Надо полагать, что в 8 году об этой переписке стало известно Августу, который и обратил свой гнев на Овидия. Так как эта связь в свою очередь касалась, хоть и косвенно, Тиберия (третьего мужа Юлии), то став императором естественно он и не собирался амнистировать опального поэта.

Пушкин, описывая в «Евгении Онегине» судьбу Овидия опирался на его автобиографическую элегию из «Тристий», обращённую к жене:
 
Болен, неведомо где, у краёв неизвестного мира,
В выздоровленье своём был не уверен я сам.
Вообрази, как страдал я душой, не вставая с постели,
В дикой стране, где одни геты, сарматы кругом.
Климат мне здешний претит, не могу и к воде я привыкнуть,
Здесь почему-то сама мне и земля не мила.
Дом неудобный, еды не найдёшь, подходящей больному,
Некому боли мои Фебовой лирой унять;
Друга здесь нет, кто меня утешал бы занятным рассказом
И заставлял забывать времени медленный ход.
Изнемогая, лежу за пределами стран и народов
И представляю с тоской все, чего более нет.

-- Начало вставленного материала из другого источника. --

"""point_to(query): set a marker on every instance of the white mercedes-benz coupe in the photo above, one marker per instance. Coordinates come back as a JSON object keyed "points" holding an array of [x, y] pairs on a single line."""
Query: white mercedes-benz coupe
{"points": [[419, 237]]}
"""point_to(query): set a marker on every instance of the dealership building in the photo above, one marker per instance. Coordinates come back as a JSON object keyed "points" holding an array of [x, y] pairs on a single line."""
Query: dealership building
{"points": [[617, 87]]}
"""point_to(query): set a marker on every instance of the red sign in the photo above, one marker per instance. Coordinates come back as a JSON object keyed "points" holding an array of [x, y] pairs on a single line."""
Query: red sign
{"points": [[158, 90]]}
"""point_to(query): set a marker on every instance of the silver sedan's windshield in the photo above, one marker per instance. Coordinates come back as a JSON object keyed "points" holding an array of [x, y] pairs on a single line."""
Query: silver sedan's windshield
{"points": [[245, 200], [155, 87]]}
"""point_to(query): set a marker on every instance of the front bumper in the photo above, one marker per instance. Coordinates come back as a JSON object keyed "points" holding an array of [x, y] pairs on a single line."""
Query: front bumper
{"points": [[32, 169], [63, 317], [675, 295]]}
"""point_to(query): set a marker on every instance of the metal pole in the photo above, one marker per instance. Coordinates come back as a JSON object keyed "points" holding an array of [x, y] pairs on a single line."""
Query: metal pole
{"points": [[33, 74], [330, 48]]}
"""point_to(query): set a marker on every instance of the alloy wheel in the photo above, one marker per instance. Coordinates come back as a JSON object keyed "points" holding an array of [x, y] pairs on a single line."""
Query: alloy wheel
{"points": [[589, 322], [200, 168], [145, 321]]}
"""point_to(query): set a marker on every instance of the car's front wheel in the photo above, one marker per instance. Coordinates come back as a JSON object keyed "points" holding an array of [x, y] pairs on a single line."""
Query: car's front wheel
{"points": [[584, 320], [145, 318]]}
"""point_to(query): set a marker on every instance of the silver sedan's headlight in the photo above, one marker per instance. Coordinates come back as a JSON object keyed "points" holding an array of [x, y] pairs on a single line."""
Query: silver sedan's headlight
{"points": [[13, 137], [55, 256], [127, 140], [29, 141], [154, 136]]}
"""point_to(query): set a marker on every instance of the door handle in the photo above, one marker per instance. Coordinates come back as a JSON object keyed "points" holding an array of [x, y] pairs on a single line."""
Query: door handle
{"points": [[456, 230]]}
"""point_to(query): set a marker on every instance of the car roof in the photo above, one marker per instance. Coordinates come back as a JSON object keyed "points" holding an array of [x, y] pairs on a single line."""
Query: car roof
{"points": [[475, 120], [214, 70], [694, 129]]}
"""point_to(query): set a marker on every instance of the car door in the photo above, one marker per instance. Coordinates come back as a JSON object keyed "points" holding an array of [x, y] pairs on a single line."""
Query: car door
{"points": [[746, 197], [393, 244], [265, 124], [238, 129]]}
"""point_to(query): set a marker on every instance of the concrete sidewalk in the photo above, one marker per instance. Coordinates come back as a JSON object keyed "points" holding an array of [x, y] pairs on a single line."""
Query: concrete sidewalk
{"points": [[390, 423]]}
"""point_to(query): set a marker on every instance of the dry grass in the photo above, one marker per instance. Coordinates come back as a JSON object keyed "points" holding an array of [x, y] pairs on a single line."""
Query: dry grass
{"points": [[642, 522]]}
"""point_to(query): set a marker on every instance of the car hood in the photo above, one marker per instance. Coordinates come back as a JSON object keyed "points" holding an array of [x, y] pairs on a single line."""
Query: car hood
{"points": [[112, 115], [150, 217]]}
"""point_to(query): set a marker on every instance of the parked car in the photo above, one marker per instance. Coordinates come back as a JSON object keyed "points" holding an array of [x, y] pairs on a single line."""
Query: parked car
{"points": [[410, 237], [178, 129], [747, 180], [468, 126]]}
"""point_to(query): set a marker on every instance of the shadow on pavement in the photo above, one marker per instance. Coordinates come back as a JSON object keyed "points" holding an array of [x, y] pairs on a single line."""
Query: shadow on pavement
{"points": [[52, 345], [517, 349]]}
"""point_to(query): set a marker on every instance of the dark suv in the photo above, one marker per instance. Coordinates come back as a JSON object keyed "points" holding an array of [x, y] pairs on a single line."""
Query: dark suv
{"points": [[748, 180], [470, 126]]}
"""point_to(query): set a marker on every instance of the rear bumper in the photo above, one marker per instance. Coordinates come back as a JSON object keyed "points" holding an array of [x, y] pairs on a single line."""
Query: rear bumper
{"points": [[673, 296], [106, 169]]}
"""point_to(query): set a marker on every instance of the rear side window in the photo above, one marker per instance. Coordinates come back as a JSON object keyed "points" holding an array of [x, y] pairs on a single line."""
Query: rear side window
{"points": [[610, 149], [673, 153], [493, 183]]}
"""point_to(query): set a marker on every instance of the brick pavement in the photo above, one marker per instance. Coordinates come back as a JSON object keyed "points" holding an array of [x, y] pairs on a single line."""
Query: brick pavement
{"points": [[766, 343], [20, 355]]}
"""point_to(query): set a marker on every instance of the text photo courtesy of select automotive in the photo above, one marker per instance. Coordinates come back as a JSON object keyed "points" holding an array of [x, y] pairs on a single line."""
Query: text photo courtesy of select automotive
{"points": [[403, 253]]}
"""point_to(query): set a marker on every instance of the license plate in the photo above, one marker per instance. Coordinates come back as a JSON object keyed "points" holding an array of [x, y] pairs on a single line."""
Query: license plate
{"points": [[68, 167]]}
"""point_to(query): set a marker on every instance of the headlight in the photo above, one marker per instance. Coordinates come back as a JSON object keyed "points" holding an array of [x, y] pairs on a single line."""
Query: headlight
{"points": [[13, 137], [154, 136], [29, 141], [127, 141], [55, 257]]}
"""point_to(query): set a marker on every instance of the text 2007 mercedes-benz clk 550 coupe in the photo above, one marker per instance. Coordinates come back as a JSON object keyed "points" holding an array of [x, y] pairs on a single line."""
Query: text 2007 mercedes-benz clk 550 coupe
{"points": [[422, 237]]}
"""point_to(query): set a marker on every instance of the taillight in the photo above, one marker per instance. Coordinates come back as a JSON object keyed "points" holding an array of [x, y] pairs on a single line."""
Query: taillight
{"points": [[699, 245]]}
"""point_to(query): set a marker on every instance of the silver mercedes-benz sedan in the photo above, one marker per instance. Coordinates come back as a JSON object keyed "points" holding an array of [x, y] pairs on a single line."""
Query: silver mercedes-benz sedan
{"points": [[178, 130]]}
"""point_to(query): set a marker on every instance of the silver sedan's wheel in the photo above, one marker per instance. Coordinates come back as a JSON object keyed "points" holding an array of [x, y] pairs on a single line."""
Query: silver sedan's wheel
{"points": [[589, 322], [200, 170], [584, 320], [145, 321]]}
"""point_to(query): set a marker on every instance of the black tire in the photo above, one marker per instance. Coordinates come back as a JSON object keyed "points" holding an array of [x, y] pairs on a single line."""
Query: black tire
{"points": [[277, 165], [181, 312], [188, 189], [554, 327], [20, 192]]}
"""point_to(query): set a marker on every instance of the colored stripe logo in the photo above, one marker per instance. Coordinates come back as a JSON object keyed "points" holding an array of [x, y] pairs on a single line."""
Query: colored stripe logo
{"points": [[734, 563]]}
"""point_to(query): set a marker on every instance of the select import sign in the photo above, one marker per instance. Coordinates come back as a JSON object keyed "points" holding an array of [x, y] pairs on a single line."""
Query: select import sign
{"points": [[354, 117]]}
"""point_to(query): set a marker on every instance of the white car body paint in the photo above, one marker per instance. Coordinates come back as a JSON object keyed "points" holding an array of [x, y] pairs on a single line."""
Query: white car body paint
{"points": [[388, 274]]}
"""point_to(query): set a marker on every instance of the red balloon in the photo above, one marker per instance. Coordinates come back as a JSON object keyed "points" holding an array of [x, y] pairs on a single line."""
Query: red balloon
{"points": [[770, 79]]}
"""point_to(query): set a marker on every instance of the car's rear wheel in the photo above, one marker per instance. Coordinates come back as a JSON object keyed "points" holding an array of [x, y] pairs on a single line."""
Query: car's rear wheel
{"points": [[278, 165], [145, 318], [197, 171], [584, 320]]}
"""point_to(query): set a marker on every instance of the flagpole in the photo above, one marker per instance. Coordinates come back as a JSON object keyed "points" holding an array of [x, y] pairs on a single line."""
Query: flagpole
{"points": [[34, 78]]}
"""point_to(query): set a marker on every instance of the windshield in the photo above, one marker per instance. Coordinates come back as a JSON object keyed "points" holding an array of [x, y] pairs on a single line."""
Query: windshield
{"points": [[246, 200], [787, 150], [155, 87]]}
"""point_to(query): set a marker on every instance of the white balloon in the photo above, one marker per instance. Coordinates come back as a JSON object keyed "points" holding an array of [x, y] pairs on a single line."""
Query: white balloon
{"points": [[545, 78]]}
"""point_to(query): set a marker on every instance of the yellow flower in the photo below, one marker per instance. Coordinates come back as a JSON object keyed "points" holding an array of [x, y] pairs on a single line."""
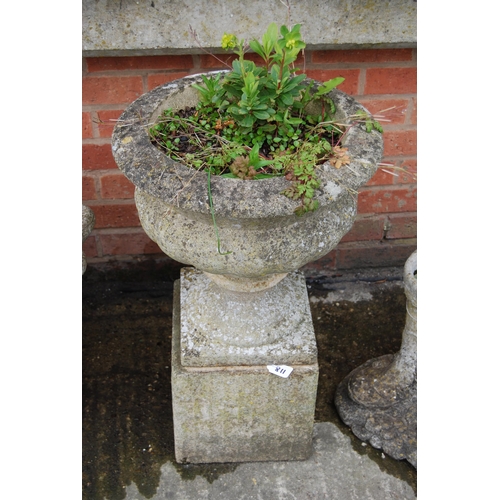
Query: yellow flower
{"points": [[228, 41]]}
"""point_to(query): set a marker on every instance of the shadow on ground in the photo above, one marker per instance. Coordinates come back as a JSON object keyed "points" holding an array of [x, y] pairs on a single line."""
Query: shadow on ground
{"points": [[127, 328]]}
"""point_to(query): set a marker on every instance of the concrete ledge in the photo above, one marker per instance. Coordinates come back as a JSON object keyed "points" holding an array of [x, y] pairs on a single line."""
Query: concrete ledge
{"points": [[156, 27]]}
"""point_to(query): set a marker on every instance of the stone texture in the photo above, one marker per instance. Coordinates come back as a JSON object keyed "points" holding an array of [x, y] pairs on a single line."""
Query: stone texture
{"points": [[378, 400], [88, 221], [159, 27], [259, 231], [240, 413], [334, 471]]}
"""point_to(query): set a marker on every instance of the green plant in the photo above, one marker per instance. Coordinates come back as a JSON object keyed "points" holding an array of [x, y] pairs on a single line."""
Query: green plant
{"points": [[255, 121]]}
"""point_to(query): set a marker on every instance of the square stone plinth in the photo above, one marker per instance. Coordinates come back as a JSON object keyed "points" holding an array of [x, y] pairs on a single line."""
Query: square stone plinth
{"points": [[219, 327], [233, 412]]}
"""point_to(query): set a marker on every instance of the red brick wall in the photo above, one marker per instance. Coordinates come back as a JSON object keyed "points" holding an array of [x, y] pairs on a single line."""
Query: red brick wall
{"points": [[386, 228]]}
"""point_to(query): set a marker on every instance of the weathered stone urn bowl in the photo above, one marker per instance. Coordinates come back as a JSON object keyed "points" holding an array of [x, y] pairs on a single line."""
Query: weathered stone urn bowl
{"points": [[261, 237]]}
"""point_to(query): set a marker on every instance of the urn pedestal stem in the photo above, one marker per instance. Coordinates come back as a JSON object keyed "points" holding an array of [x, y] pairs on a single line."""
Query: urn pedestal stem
{"points": [[378, 400]]}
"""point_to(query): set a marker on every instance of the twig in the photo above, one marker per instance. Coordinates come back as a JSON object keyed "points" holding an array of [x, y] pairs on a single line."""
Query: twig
{"points": [[195, 37]]}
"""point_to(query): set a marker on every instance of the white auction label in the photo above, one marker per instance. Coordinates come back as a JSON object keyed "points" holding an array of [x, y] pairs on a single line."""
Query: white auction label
{"points": [[280, 370]]}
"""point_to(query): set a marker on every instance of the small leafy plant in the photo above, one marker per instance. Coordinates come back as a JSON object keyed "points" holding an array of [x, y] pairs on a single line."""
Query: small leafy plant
{"points": [[254, 122]]}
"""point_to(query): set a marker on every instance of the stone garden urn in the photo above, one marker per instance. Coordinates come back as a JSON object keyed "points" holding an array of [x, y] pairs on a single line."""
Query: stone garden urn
{"points": [[241, 308], [378, 400]]}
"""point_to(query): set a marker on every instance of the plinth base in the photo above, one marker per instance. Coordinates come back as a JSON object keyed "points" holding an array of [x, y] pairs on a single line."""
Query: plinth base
{"points": [[240, 412]]}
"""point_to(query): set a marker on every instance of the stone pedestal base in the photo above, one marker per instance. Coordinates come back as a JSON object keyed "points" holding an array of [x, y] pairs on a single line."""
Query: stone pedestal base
{"points": [[236, 410], [389, 424]]}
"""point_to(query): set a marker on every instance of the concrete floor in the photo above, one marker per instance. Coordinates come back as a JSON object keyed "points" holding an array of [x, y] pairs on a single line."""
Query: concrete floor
{"points": [[127, 416]]}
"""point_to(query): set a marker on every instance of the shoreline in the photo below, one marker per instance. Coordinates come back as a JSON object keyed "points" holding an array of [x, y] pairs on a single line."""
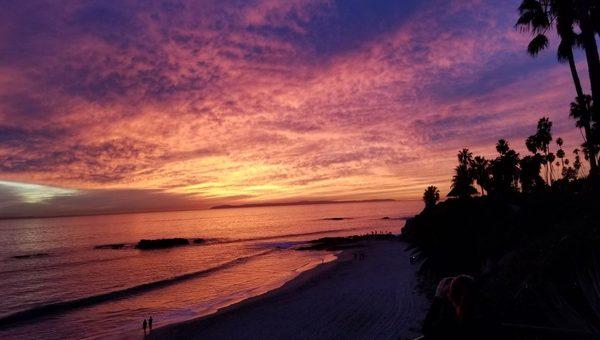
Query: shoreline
{"points": [[313, 287], [288, 286]]}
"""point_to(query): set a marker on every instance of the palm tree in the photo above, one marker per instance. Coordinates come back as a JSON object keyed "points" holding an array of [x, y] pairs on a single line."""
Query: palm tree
{"points": [[431, 196], [586, 11], [581, 111], [540, 141], [539, 16], [505, 169], [481, 172], [462, 182]]}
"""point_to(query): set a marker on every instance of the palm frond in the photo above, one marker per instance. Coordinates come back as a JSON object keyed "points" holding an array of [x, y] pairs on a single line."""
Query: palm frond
{"points": [[537, 44]]}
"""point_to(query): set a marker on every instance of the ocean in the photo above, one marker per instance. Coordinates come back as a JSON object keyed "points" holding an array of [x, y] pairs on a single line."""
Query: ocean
{"points": [[61, 279]]}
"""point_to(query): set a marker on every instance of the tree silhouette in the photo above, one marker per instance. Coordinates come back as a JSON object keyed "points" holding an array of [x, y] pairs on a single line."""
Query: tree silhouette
{"points": [[529, 175], [540, 141], [581, 111], [505, 169], [462, 182], [540, 16], [431, 196], [481, 173]]}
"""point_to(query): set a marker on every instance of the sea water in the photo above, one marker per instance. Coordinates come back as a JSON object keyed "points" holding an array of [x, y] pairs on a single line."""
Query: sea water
{"points": [[60, 280]]}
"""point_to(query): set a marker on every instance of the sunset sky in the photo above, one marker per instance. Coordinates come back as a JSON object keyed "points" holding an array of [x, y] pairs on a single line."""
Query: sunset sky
{"points": [[146, 105]]}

В своих «Скорбных элегиях», Овидий представляет жизнь в ссылке, как череду однообразных дней. Хотя из его переписки с женой и друзьями известно, что он пользовался особым вниманием со стороны местной аристократии: был увенчан священным венком, подтверждающим его высокий общественный статус, освобождён от налогов, был званым гостем на всех пирах знати.
Не смотря на то, что в 14 году Август умирает, Овидий так и не дождался амнистии вплоть до самой своей смерти в 18 г.

Надо полагать, что Пушкин во многом отождествлял себя с Овидием, и его кишинёвская ссылка связала Евгения Онегина со ссыльным Назоном.



[1] Именно тогда в Великую Ложу, носящую имя греческой богини справедливости Астреи, было передано обращение с просьбой о принятии новой ложи «открывающейся к востоку, в Кишинёве».

[2] См. «Вифлеемская звезда Пушкина» в разделе «История».